Au fur et à mesure des allés retours, mon regard s’égare dans des pensées multiples. Heureusement, les secousses sont là et les obstacles aussi, pour me maintenir éveillé. Déjà, le dos agité dans tous les sens, accuse quelques douleurs. Les muscles qui le maintiennent droit se contractent en réaction au moindre dénivelé du sol. Ils se fatiguent, s’échauffent, perdent de leur souplesse. Les jambes et les bras leurs viennent en aide. Sans essoufflement, c’est le corps tout entier qui s’épuise dans la monotonie de l’action.

J’arrive à un passage délicat chargé en arbustes de différentes tailles, placés çà et là en désordre devant moi. Marche avant et marche arrière s’enchainent tout doucement pour limiter le patinage. Délicate manœuvre à droite, puis à gauche pour tondre au plus près des arbres. Manipulations énergiques qui apportent momentanément un peu de réchauffement.
Un peu plus loin, dans une combe gorgée d’eau, l’herbe est grasse et dense. Le régime du moteur diminue légèrement et devient plus sourd. Le tracteur peine à avaler cette matière verte qui s’agglutine sous le carter de coupe avant d’être éjectée. Des vibrations se ressentent dans le volant et une légère fumée noire sort du pot d’échappement. Comme pour un humain en pleine effort, la machine doit ralentir si elle veut tenir la cadence. Alors je lève le pied pour diminuer sa vitesse d’avancement et lui permettre de reprendre son souffle.

Je parcours ainsi des kilomètres sur ce cheval de fer en dessinant des méandres sur le tapis végétal. Semaine après semaine, cela me permet de contempler et d’examiner à partir de différents points de vue, l’ensemble de mon espace de vie.

L’après-midi passe et quelques gouttes de pluie font leur apparition sur le capot. Il est temps de s’arrêter. Je place le tracteur devant la cuve à fioul pour refaire le plein et je coupe le moteur.
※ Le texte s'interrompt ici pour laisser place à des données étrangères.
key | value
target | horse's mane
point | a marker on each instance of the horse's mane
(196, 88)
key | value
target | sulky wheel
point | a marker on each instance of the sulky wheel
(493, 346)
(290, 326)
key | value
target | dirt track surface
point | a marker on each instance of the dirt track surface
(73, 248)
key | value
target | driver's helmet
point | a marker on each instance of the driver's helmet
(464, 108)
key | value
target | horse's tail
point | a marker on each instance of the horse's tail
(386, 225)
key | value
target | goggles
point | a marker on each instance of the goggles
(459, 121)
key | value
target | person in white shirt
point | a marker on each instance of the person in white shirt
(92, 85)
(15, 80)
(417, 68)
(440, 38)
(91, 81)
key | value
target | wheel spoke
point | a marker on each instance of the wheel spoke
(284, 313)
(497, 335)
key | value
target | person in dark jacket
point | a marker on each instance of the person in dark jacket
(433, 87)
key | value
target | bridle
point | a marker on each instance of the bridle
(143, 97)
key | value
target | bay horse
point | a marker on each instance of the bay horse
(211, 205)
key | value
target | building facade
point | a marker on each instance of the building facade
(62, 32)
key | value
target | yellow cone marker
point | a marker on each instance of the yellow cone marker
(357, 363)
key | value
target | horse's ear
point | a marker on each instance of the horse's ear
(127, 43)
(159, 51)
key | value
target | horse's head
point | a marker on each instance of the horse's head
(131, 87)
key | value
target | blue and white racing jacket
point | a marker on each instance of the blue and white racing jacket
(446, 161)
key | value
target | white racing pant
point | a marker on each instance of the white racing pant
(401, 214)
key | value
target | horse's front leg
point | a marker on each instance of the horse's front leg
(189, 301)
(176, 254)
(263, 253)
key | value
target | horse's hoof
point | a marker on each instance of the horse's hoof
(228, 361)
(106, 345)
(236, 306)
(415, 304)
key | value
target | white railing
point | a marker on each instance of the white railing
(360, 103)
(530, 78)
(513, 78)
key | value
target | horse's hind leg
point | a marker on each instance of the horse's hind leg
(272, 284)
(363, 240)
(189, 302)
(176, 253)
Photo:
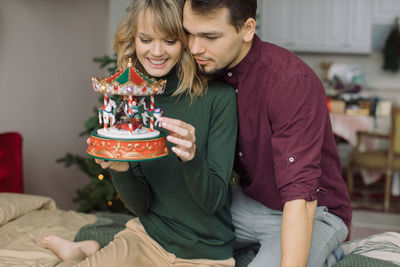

Par une extension de mes membres inférieurs, je me lève en enjambant le siège et me retrouve debout après cinq heures de soubresaut. Mes articulations craquent, mes tendons manquent de souplesse et c’est avec quelques douleurs que je parviens à me remettre en mouvement. La démarche est lente et saccadée, le dos est voûté et rencontre des difficultés à reprendre sa verticalité.

Appuyé sur un poteau, pendant que mon réservoir se remplit, je regarde cette surface verte dépourvue à présent de petites fleurs. Je remarque des traces de roue plus ou moins appuyées selon l’endroit ainsi qu’une couche irrégulière d’herbe coupée qui vient de sécher sous l’effet du vent. Il restera de cet épisode une tonte imparfaite que le temps, j’espère se chargera de réparer. La pluie peut reprendre maintenant, car le prochain passage ne se fera pas avant la semaine prochaine… Quoique, peut-être un peu avant pour éliminer plus rapidement les stigmates de cette aventure imbibée.


Voilà bien d’ailleurs, le seul objet à retenir de ce feuillet un peu fade. Pourquoi le publier me direz-vous ?… et bien pour laisser une trace de ce que fut la météo en ce début du mois de mai 2015. C’était la mousson, ici au Domaine de Frévent et cela ne nous a pas empêché d’entretenir la pelouse.